Yeah, ever since I've had my RG, and I switched over to a mahogany schecter, all basswood guitars sound "dead" or as heavy7 put it, "dull". I wouldn't say it _sounds_ dull, it just feels like its not resonating under your hands as much as it should be. It's been a deciding factor on many of my NGD's, but I've never played a $1,000 basswood guitar, so I'm a little unsure as to what to expect.


----------



## sakeido (Jun 18, 2008)

Atomic_gerbil said:


> Yeah, ever since I've had my RG, and I switched over to a mahogany schecter, all basswood guitars sound "dead" or as heavy7 put it, "dull". I wouldn't say it _sounds_ dull, it just feels like its not resonating under your hands as much as it should be.

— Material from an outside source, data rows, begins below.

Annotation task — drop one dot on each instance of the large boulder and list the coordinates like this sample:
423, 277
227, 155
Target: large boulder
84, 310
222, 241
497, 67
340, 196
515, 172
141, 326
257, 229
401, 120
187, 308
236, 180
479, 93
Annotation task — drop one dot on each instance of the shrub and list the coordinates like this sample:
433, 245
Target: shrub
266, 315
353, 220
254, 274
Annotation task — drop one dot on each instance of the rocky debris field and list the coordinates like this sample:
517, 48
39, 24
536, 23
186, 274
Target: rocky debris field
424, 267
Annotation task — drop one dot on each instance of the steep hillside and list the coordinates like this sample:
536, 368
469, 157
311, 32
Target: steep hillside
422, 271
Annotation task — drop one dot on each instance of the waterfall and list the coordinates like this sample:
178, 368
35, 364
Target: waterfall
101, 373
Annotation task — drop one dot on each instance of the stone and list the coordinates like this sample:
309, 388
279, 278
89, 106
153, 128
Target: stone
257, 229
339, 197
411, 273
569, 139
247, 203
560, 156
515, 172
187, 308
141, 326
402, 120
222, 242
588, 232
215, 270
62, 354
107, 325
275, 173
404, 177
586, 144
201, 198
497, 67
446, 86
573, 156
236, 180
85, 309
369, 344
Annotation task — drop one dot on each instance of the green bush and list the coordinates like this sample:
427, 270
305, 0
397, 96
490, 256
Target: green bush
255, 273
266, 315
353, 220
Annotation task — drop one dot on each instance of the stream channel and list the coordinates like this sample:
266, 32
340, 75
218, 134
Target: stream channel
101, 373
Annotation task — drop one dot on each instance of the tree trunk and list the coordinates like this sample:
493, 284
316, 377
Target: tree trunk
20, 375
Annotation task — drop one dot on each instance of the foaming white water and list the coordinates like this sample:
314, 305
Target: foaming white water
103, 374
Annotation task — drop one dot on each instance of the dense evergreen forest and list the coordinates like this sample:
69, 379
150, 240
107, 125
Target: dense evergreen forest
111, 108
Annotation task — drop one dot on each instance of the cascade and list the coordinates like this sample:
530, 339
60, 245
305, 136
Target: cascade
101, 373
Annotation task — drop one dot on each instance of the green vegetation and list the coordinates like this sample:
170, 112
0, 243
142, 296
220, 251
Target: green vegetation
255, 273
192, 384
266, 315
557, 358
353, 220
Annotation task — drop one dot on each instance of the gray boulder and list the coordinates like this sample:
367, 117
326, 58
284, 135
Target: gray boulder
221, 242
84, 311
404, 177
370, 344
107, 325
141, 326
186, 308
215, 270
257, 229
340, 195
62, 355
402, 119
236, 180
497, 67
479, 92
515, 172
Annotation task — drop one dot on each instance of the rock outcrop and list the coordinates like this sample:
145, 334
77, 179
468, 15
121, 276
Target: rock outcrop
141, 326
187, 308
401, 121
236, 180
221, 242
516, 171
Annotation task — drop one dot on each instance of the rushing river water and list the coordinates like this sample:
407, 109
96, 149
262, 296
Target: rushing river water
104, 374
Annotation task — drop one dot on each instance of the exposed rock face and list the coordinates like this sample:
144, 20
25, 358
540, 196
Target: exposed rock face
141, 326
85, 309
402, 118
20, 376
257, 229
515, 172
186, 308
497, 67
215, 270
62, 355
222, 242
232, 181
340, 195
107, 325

It's been a deciding factor on many of my NGD's, but I've never played a $1,000 basswood guitar, so I'm a little unsure as to what to expect.



It isn't a basswood guitar. Maple neck through basswood wings. It would never be as flubby and weak as a bolt-on basswood body is.


----------



## Atomic_gerbil (Jun 18, 2008)

sakeido said:


> It isn't a basswood guitar. Maple neck through basswood wings. It would never be as flubby and weak as a bolt-on basswood body is.



I guess. And my RG wasn't that expensive, so I guess I'm just paranoid.


----------